Researchers examined where men and women looked while viewing still images from films and pieces of art. They found that while women made fewer eye movements than men, those they did make were longer and to more varied locations.
These differences were largest when viewing images of people. With photos of heterosexual couples, both men and women preferred looking at the female figure rather than the male one. However, this preference was even stronger for women.
While men were only interested in the faces of the two figures, women's eyes were also drawn to the rest of the bodies - in particular that of the female figure.
Felix Mercer Moss, PhD student in the Department of Computer Science who led the study, said: "The study represents the most compelling evidence yet that, despite occupying the same world, the viewpoints of men and women can, at times, be very different.
"Our findings have important implications for both past and future eye movement research together with future technological applications."

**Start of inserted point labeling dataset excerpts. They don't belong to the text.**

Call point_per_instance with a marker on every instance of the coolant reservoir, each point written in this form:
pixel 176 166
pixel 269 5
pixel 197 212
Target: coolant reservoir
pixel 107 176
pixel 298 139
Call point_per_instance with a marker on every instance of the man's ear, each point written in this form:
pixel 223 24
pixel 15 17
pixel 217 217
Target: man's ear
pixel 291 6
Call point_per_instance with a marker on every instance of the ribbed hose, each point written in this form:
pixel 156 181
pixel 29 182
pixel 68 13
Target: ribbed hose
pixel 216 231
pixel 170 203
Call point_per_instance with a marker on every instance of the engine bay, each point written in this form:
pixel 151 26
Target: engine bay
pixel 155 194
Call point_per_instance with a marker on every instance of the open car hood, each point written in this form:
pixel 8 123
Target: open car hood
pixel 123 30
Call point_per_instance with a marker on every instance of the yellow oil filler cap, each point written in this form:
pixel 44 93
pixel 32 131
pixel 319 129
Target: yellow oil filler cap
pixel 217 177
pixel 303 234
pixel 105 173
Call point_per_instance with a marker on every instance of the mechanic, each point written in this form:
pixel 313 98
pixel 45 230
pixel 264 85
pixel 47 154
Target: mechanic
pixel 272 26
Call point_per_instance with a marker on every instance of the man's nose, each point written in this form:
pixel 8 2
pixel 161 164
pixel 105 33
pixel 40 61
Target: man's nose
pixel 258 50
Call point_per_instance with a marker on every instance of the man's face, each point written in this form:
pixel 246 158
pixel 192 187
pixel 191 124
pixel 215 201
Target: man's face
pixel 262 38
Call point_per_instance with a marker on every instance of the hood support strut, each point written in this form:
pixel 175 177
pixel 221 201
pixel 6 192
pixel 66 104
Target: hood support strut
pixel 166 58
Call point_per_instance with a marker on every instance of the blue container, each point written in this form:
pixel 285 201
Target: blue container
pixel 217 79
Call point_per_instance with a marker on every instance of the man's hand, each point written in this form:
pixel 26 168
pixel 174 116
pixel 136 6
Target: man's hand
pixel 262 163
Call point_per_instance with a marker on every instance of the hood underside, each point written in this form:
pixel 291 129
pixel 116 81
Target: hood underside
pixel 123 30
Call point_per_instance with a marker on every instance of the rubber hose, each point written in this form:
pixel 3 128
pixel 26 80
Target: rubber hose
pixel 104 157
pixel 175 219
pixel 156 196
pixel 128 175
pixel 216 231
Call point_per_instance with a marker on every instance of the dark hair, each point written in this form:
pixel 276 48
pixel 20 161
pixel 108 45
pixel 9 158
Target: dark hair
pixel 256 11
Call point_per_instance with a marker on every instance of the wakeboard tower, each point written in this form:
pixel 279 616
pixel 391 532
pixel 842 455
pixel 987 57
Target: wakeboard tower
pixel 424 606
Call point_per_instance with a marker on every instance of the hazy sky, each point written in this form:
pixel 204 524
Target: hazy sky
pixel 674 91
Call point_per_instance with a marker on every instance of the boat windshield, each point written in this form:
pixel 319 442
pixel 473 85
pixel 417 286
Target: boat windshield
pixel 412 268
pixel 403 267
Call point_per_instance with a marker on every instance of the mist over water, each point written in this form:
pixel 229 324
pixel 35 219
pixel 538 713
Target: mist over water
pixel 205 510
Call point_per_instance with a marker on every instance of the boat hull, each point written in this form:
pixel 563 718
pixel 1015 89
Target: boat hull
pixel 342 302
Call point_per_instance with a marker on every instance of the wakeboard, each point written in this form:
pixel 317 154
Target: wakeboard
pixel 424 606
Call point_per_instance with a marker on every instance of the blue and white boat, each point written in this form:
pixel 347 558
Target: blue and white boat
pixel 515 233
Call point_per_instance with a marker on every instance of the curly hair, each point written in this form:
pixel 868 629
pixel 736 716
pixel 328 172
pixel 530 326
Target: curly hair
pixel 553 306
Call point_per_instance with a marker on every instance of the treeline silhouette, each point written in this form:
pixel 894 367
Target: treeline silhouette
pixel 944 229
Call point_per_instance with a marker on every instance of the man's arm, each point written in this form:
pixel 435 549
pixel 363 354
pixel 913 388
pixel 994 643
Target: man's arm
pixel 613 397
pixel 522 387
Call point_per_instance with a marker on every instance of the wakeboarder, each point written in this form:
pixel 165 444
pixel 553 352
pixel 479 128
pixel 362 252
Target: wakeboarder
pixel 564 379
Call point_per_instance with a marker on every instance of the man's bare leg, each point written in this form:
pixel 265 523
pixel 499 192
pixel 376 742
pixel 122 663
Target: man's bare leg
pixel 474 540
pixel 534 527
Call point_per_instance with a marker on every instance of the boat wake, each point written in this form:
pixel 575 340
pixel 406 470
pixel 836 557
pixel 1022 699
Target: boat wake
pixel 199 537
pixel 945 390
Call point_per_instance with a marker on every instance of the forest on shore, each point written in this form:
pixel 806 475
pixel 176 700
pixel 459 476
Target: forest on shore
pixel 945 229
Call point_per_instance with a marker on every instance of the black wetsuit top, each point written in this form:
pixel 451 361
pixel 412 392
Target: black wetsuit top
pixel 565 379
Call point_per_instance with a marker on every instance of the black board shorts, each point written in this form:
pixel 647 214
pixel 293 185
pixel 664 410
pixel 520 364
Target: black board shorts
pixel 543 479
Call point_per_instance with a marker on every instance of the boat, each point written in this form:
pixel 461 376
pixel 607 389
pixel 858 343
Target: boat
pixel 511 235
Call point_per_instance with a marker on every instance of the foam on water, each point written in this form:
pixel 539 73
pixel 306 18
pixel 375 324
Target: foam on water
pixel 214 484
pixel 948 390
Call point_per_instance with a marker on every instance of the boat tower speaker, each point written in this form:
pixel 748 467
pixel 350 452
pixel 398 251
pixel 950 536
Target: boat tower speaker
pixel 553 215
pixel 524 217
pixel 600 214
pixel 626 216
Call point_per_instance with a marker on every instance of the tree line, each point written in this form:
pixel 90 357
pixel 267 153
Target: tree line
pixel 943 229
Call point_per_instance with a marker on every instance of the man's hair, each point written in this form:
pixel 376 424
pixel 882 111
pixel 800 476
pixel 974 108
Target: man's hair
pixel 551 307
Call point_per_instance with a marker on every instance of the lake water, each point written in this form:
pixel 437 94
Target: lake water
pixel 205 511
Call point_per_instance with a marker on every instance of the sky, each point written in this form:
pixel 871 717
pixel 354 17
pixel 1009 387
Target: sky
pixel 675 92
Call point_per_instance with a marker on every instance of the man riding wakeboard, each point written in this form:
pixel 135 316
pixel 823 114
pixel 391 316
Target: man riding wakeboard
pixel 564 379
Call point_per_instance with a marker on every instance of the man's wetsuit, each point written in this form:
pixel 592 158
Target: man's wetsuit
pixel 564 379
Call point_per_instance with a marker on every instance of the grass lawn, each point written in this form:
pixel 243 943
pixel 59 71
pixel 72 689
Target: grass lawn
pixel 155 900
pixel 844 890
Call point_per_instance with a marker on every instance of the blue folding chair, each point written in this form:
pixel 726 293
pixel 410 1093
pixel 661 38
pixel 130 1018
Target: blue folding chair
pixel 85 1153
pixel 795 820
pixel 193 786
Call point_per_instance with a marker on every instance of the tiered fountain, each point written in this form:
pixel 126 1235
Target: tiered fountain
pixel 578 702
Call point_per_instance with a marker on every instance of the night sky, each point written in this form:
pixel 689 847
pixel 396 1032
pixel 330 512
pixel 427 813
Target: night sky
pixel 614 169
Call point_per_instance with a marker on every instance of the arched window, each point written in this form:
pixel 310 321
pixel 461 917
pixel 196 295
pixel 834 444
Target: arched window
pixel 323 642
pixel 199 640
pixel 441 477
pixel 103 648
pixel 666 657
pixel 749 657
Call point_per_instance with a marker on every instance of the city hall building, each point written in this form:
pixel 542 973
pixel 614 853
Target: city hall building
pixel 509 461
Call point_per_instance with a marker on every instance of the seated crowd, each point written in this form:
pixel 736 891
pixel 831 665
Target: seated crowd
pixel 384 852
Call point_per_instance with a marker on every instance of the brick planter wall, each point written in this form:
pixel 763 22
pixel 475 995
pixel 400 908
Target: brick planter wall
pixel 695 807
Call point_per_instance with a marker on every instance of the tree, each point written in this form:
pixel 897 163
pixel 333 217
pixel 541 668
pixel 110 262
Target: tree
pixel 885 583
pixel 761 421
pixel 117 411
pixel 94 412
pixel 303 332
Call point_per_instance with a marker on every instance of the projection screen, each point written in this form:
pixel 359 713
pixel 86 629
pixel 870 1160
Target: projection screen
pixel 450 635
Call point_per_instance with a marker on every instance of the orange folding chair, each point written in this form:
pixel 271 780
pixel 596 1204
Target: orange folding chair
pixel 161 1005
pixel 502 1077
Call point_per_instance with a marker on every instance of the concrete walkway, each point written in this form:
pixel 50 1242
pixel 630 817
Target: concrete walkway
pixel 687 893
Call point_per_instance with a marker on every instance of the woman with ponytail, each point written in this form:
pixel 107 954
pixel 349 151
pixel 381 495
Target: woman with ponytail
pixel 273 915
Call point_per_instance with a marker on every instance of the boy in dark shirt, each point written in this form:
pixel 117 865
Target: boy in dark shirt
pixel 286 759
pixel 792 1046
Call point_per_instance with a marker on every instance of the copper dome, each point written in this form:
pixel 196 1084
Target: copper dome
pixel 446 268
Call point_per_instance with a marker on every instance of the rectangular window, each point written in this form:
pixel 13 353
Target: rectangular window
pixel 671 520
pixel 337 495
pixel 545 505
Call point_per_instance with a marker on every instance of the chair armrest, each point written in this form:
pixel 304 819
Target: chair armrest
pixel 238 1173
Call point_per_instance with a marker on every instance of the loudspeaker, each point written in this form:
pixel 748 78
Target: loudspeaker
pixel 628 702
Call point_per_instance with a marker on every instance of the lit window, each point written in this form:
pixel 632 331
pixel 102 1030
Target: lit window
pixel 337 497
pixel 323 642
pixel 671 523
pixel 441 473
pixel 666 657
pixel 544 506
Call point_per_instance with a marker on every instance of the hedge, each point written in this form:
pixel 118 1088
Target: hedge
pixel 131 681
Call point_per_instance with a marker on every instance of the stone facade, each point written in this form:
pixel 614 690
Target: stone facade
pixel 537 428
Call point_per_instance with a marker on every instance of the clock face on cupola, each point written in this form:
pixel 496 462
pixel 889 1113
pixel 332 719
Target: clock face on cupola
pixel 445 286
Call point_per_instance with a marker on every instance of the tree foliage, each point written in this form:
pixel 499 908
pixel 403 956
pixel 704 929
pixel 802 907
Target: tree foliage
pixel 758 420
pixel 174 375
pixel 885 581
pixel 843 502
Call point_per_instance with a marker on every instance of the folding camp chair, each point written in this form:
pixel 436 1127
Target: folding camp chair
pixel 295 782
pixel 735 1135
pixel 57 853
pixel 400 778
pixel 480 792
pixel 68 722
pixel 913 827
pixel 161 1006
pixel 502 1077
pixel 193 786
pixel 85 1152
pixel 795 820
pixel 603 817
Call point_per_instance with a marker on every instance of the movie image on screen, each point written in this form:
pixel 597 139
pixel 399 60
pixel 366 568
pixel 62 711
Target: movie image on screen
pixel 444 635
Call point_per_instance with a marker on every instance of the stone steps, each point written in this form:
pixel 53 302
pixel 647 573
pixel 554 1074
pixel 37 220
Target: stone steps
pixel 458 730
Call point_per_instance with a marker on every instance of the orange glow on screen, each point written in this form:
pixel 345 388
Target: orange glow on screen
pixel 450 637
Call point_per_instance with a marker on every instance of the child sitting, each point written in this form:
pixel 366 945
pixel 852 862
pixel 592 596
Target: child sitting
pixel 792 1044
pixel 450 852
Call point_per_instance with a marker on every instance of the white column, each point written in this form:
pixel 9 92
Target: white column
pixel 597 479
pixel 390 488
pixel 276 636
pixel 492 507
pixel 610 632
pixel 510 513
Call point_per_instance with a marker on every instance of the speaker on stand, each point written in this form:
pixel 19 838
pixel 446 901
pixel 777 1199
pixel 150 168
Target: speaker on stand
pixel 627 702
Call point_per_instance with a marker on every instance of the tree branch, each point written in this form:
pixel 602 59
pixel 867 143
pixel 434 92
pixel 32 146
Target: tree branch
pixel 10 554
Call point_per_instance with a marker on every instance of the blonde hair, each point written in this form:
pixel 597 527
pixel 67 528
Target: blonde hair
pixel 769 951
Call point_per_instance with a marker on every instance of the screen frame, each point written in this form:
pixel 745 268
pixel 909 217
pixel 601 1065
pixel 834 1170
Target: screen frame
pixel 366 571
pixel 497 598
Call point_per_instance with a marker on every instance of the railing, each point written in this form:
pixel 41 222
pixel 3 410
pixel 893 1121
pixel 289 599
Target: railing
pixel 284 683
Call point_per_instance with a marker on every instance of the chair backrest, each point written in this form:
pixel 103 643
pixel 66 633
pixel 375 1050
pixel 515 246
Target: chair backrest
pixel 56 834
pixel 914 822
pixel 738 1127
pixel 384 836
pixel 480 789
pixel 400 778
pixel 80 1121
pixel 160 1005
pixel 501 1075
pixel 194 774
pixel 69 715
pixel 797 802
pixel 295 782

Eye movements are a tool used to collect visual information, which then colours an individual's perception of the world. Equally, when individuals have different interpretations of the world, this in turn affects the information they seek and, consequently, the places they look.
The researchers suggest that men and women look at different things because they interpret the world differently. The pictures preferred by women were the same pictures that produced the most distinct 'looking patterns'. Similarly, the pictures with the largest scope for a difference in interpretation - those with people - also produced the largest differences between where men and women looked.
One perceptual sex difference in particular - women's increased sensitivity to threat - may explain a further finding. People's eyes are drawn to the most informative regions of an image while also being repelled from areas that carry possible threat or danger, for example the sun. Faces are a paradoxical example of a region that is both highly informative and potentially threatening, particularly if eye contact is made.
While men made direct eye contact with faces in the pictures; especially when primed to look for threat, women averted their gaze downward slightly towards the nose and mouth of these faces. The researchers claim that this may be due to women being more sensitive to the negative consequences of making direct eye contact and will, therefore, shift their gaze downward, towards the centre of the face.
Paper: Eye Movements to Natural Images as a Function of Sex and Personality by Felix Mercer Moss, Roland Baddeley and Nishan Canagarajah, PLoS ONE, 30 November 2012.